Nobody may establish a hyperlink, frame, metatag or similar reference, whether electronically or otherwise (collectively referred to as linking), to this site or any subsidiary pages before receiving our prior written approval, which may be withheld or granted subject to the conditions we specify from time to time.
An application for linking must be submitted to email@example.com. Once received we will do our best to respond and enter into further discussions with you. If you don’t get a written response from us within five business days, consider your request as having been rejected.
Breach of these conditions entitles us to take legal action without prior notice to you and you agree to reimburse the costs associated with such legal action to us on an attorney and own client scale.
This didn’t really make a lot of sense to me so I posted the first paragraph on my Posterous blog (which automatically re-posted to Twitter – I have since removed the link to the Standard Bank page). My resulting tweet was re-tweeted a couple times by people who also thought this was a little silly (the tweets also appear in FriendFeed). Update (2012-09-05): I can’t find my original updates so I have removed the dead links.
I received an email this morning from Standard Bank online reputation management agency, Brandsh (an excellent company by the way), with the following feedback from Standard Bank:
We are very happy to have permanent links to our site provided that the website owner signs a linking agreement with us. This is for a few reasons…
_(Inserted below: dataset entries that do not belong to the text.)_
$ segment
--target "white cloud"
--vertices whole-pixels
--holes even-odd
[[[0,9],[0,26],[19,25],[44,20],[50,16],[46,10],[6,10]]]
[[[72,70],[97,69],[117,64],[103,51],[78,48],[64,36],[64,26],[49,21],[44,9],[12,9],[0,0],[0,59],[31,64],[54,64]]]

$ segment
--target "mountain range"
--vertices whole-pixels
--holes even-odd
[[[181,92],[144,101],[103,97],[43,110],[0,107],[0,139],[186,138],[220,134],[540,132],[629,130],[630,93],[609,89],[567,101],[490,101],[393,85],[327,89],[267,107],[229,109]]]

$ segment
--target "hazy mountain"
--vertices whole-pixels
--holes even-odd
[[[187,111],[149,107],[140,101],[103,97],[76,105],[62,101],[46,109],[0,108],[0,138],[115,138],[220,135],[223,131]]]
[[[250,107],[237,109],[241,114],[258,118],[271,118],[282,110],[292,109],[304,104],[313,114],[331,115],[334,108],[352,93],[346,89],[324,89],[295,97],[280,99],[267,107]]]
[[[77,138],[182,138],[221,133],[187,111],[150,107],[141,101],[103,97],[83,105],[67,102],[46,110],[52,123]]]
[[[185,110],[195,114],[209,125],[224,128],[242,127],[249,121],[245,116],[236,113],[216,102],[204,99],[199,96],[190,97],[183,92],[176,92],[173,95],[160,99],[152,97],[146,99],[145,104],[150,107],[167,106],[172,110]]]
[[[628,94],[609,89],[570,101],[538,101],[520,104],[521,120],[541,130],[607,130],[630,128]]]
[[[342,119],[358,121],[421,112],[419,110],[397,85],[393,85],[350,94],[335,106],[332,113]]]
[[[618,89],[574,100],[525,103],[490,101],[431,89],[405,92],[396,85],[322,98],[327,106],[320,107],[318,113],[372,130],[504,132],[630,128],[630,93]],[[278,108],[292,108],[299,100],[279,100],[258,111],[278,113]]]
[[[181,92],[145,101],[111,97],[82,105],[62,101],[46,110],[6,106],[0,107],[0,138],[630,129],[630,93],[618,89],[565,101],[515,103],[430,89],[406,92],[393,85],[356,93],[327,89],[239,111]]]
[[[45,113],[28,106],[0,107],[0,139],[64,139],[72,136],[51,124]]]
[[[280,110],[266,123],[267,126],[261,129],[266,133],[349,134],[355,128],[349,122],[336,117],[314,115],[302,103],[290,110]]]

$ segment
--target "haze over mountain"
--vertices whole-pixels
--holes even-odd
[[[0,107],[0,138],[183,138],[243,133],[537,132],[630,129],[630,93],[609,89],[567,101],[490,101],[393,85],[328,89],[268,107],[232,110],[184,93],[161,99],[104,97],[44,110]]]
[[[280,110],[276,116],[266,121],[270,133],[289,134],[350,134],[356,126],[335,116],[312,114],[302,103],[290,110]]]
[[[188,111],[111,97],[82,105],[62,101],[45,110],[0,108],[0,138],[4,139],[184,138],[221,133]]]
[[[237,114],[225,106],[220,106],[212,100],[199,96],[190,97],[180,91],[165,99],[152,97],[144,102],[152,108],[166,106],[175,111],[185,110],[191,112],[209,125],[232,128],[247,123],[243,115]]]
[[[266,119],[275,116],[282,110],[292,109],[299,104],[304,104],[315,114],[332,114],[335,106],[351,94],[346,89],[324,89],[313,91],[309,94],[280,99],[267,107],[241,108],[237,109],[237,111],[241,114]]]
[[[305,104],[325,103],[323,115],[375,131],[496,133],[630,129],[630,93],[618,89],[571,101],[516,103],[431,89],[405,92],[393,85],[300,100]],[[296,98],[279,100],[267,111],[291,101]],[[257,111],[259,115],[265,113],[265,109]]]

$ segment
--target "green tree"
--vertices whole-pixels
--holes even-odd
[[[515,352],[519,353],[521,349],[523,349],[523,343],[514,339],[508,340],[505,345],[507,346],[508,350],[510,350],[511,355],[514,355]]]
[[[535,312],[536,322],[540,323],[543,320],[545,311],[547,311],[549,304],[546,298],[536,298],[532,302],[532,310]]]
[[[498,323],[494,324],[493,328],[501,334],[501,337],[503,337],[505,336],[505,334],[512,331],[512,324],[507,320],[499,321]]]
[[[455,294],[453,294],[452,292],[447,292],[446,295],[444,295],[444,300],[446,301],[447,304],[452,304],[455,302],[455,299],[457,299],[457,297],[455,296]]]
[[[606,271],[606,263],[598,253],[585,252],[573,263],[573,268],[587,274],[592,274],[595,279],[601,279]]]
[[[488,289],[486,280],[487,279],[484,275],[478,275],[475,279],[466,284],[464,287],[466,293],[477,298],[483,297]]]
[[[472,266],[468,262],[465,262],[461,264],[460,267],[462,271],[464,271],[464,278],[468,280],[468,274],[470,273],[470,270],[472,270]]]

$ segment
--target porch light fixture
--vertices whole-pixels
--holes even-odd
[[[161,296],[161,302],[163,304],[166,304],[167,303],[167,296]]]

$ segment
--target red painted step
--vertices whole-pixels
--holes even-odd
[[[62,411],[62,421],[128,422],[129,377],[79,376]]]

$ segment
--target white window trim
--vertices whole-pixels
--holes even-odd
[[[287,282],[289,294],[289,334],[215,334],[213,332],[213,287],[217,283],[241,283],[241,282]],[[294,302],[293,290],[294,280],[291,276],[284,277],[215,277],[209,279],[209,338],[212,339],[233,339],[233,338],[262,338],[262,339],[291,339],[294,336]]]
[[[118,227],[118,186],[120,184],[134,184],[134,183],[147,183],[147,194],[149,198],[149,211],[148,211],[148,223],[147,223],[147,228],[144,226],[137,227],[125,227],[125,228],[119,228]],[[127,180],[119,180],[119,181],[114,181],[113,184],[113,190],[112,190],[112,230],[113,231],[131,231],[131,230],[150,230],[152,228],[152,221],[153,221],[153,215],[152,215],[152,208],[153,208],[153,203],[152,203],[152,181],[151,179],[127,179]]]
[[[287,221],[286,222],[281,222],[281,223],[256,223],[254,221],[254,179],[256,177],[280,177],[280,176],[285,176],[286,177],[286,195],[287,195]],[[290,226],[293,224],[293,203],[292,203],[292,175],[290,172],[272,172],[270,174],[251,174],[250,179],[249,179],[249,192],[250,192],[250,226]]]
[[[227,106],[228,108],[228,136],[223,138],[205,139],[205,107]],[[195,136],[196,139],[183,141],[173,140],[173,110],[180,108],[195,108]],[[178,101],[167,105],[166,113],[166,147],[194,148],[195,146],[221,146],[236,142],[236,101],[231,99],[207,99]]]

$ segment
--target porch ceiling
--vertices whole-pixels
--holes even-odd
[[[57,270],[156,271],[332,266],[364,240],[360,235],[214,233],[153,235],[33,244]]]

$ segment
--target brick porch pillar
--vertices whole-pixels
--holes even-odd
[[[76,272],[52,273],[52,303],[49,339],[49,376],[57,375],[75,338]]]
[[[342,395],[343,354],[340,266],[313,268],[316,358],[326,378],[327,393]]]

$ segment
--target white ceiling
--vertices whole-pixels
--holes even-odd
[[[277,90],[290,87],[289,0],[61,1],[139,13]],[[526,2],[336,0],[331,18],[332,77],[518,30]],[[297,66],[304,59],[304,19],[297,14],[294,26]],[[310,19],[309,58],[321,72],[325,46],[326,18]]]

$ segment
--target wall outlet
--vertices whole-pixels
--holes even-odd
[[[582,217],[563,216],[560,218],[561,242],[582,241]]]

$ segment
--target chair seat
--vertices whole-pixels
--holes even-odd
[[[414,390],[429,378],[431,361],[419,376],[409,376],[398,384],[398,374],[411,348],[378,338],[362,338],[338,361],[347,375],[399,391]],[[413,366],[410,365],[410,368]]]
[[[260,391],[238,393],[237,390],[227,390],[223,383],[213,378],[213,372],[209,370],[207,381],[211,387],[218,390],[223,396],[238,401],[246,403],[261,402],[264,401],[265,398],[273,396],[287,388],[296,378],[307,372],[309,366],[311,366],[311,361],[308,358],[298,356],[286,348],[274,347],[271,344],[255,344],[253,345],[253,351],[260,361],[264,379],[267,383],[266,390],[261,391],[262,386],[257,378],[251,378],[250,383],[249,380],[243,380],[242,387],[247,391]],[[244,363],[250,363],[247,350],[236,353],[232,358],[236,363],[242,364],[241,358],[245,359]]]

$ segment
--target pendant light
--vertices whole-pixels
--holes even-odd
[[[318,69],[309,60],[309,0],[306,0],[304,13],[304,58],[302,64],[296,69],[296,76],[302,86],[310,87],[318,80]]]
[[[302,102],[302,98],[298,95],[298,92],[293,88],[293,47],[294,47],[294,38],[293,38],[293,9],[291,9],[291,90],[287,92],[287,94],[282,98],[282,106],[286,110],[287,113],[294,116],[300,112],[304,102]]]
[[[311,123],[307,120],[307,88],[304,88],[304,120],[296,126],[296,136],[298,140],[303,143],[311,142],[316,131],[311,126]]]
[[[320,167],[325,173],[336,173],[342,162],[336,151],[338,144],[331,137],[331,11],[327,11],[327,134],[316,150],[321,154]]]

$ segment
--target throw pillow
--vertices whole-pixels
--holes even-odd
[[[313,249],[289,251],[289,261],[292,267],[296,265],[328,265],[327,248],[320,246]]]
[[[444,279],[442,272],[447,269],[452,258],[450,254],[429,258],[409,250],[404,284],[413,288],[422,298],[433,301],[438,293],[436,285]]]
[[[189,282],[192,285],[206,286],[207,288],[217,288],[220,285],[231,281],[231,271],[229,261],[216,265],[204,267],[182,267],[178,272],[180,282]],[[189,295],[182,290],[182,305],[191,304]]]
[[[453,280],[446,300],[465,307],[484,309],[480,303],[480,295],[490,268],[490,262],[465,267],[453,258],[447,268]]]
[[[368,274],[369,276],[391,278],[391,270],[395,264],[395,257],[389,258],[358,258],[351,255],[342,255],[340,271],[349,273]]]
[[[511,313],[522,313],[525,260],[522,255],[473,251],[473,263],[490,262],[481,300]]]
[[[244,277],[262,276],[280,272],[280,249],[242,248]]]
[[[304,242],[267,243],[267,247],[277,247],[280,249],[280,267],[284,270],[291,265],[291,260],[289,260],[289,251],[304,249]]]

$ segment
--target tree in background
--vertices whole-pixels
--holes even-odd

- We need to make sure that the information they are linking to is relevant to their website and that they have a reputable website (we are currently having a problem with a gambling website that has linked to us which is not very reputable… not good for our customers to be misled like that)
- That the information on our site that they will be linking to is at least up to date
- That the information they are linking to is not syndicated or licensed and that, by sharing it, we are not breaking any contracts/laws (we can’t risk that kind of bad press)
- We need to have a record of who is linking to us so if we decide to move content we can tell them so their links don’t break (this just causes frustration and a bad experience of the “linkers” and our brand)
- We also like to ensure that our logo is applied correctly. It’s just part of good brand management really
We are actually very happy to have as many other sites link to our as possible (it’s great for SEO) but we just try to manage things properly… hence the written consent…
While I appreciate the need to protect a brand, this approach assumes that it is preferable to prevent people from linking if there is a risk they will do so incorrectly and that the bank has complete control over its brand. I don’t believe that the first assumption is correct, generally speaking, although I am not a marketer so I’ll leave that determination to the professionals. As for the second assumption, there are numerous examples of how companies are no longer in complete control of their brand and their customers or critics have the power to boost or trash those brands. The fact that my tweet merited a response is an indication of the potential value of that sort of feedback and my tweet was only re-tweeted a few times.
As a Standard Bank customer myself I have complimented and criticised the bank a few times on Twitter and elsewhere. My intention is to provide some form of feedback in the hope that problematic service could be improved and excellent service recognised and evangelised. Not being able to link to the bank is almost like not being allowed to mention the bank by name. I probably won’t link to the site any further but I will still talk about the bank when I have something to say about it. So will the bank’s other customers and critics. Even if those people don’t link to the bank or use its logo, they retain the ability to impact on the bank’s reputation. This is why the bank has appointed Brandsh to monitor what is being said about it. If anything, being told that you need to sign a linking agreement to be able to link to the bank dissuades people from linking in the first place and, worse still, simply not talking about the bank as much as they would have. I’ve been banking with Standard Bank for about a decade now and this leaves a bad taste in my mouth.
Bringing this back to a semblance of a legal discussion, these sorts of restrictions are typical of the disconnect between conventional legal protectionist thinking and the sort of thinking we should see more of when building legal infrastructures for the Web. Lawyers really need to understand the groundswell when they draft for the Web because the Web requires a different approach that takes customers into account and recognises that they wield a fair amount of influence over the brand.
I criticised FNB for its terms on its How Can We Help You site a while ago. I had an opportunity to chat to FNB’s people about the terms at the FNB Connect product launch and they showed me a revised set of terms which I felt were more comprehensive but just not very user friendly. They have since done a much better job formatting the terms so they are more readable and intelligible to the average person who reads them (I wasn’t involved in this process, I just gave some feedback). This is important because you have to consider who is accessing your site and how important it is that they understand what they are reading. FNB’s response is also a great example of how to respond to feedback and make great improvements (I’m almost kicking myself for moving my business account away from FNB to Standard Bank a while ago).
Bottom line here is that while there isn’t any really wrong with Standard Bank’s linking restrictions, legally speaking, it just isn’t appropriate for the social Web where people are accustomed to talking about the brands they love and dislike.